When you start manipulating the repository, through your add or commit (ci) commands, then the hardlinks are broken by Mercurial and separate files are constructed for each, on demand.
Now, this is purely a technical thing, you don't need to know or care about this. If it makes it easier, just think of a clone as a complete copy of the original repository, separate files and all that. The hardlink part is just to save diskspace for the things that are the same.
Since a typical project has many files, and a typical changeset only changes a few files, and a typical reason to clone is that you're going to do a fixed set of changes, hardlinks makes sense since many of the files in the repository directories will be 100% identical to their original for the lifetime of the repository.
For those that aren't, all of that is silently handled by Mercurial for you.

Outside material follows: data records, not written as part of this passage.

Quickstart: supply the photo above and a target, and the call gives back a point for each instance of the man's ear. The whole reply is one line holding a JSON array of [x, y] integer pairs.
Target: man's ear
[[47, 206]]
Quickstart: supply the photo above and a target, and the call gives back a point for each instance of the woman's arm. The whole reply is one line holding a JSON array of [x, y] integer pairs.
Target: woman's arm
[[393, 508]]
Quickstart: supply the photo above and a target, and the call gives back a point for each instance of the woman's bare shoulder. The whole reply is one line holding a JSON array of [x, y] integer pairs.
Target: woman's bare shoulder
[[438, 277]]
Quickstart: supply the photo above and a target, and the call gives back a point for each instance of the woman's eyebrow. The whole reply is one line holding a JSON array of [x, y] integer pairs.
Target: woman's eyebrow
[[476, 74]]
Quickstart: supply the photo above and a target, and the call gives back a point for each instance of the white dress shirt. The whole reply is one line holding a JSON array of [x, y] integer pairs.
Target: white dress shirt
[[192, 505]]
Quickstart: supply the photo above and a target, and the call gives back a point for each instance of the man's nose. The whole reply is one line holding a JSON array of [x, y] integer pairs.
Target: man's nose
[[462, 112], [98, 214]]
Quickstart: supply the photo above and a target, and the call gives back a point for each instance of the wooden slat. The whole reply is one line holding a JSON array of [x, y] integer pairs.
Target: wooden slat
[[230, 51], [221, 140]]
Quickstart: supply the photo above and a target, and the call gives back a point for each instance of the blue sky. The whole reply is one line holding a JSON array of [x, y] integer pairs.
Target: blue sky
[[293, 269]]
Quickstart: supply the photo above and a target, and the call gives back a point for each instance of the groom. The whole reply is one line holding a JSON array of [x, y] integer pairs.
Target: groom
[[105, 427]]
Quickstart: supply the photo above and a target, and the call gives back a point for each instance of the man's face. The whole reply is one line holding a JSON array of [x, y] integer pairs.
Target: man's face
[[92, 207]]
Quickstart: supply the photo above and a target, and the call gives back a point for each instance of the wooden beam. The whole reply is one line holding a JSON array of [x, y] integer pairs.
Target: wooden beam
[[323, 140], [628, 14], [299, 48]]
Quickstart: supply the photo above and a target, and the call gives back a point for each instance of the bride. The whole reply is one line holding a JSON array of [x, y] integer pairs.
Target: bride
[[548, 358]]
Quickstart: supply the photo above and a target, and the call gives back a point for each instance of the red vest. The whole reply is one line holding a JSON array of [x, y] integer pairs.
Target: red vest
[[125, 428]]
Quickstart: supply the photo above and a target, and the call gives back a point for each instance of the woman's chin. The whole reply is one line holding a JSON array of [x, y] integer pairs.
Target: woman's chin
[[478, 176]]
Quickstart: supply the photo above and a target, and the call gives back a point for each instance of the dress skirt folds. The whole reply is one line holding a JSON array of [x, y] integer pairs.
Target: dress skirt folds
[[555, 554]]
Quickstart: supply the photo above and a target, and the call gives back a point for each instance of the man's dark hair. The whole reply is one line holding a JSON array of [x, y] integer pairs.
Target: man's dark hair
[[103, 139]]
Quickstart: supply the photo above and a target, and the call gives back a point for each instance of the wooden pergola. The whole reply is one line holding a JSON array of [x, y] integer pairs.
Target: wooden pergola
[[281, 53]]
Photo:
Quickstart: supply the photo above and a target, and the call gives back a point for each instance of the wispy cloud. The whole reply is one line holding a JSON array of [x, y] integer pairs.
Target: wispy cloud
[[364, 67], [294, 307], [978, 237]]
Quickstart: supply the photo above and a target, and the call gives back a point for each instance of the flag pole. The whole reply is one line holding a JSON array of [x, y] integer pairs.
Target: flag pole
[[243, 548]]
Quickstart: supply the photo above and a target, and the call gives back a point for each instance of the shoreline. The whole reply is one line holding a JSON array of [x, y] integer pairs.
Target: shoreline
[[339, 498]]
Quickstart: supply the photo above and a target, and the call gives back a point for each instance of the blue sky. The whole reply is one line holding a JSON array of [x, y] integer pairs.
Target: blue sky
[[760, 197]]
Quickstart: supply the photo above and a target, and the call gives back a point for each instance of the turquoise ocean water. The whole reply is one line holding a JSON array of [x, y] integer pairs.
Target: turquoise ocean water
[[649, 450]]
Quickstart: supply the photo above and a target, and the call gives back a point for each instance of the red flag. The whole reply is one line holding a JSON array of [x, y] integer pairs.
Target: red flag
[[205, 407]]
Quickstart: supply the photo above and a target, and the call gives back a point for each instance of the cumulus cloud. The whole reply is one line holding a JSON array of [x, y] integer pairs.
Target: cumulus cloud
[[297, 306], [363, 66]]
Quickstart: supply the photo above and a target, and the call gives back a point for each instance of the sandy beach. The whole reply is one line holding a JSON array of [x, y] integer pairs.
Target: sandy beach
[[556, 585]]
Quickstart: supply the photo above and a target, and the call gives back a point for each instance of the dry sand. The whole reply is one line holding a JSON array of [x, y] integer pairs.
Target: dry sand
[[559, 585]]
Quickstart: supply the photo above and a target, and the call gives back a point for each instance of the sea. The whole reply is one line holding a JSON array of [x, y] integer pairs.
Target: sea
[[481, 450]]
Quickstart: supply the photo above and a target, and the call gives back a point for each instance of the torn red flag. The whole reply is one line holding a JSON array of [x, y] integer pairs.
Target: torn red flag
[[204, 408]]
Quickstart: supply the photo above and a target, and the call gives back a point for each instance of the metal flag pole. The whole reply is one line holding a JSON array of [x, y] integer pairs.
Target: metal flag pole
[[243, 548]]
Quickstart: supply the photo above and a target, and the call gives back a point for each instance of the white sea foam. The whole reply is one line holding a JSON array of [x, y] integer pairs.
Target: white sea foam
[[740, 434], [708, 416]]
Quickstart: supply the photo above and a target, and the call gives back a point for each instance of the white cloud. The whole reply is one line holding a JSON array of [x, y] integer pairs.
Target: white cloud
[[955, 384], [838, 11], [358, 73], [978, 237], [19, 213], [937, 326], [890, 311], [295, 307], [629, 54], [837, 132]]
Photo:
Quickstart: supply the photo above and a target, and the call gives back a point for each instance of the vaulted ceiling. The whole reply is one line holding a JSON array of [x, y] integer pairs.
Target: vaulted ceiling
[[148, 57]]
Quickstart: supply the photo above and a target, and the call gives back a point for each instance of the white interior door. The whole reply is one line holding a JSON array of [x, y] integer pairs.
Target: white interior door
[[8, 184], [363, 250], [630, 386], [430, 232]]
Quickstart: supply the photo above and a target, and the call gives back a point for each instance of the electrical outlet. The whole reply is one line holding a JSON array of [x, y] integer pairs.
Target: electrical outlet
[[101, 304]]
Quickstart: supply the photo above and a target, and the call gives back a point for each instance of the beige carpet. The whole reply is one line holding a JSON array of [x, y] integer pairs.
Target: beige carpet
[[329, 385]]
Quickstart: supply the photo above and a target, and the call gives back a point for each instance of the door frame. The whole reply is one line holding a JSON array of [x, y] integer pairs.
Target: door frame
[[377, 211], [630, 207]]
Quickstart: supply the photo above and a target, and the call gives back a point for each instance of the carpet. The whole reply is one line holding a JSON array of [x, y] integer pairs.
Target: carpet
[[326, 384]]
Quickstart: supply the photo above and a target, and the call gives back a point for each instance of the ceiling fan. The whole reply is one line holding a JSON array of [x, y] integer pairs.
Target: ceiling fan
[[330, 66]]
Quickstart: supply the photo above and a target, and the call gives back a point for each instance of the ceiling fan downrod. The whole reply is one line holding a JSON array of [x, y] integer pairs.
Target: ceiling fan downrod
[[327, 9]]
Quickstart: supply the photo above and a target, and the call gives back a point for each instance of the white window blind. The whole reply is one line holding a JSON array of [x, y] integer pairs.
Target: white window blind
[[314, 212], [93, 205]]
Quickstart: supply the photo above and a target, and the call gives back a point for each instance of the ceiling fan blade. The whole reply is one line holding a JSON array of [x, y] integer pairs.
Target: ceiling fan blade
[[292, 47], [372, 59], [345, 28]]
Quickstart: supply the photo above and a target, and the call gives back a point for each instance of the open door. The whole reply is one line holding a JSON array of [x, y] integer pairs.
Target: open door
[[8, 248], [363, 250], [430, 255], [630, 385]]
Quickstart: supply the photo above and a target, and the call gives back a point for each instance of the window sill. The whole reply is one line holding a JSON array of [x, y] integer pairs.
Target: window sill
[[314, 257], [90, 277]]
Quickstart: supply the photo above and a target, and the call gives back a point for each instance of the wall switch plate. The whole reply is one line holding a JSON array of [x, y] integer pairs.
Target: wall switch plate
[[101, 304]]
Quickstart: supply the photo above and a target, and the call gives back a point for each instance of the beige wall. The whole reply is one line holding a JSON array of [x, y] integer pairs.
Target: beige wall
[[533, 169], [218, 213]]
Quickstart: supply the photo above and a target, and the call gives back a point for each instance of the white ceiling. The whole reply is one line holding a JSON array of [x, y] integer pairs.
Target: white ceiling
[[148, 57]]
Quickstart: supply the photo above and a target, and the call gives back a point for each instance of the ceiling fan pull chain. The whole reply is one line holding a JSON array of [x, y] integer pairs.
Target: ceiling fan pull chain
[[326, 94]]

Let us start by looking at what happens when you clone without talking about subrepositories. When you do
$ hg clone A B
then Mercurial will make hard links for the files inside A/.hg/store/data. So if a file called x is tracked, then after the clone you will see that
A/.hg/store/data/x.i
and
B/.hg/store/data/x.i
are hard linked -- this means that the two filenames really refer to the same file. As Lasse points out, this is smart since you might never commit a change to x clone, and so there is no reason to make two different x.i files for the A and B clones. Another advantage is that it is much faster to make a hard link than to copy a file, especially if x.i is very large: the hard link is a constant time operation.
In your example above you are adding a subrepository subrepo to the main repository. A subrepository consist of two things:
the subrepository itself. This what you creates when you do
$ hg clone ../subrepo
the subrepository meta data. This is what you store in the .hgsub file. You must tell Mercurial where you want the subrepository and where Mercurial can clone it from.
You ask if you copy or symlink the repository, and you certainly copied (cloned) it, as you have also confirmed with ls. Afterwards you added some meta data to Mercurial that tells it where it can expect to find the subrepository. This has nothing to do with a symbolic link in the normal filesystem sense, it is just some meta data for Mercurial.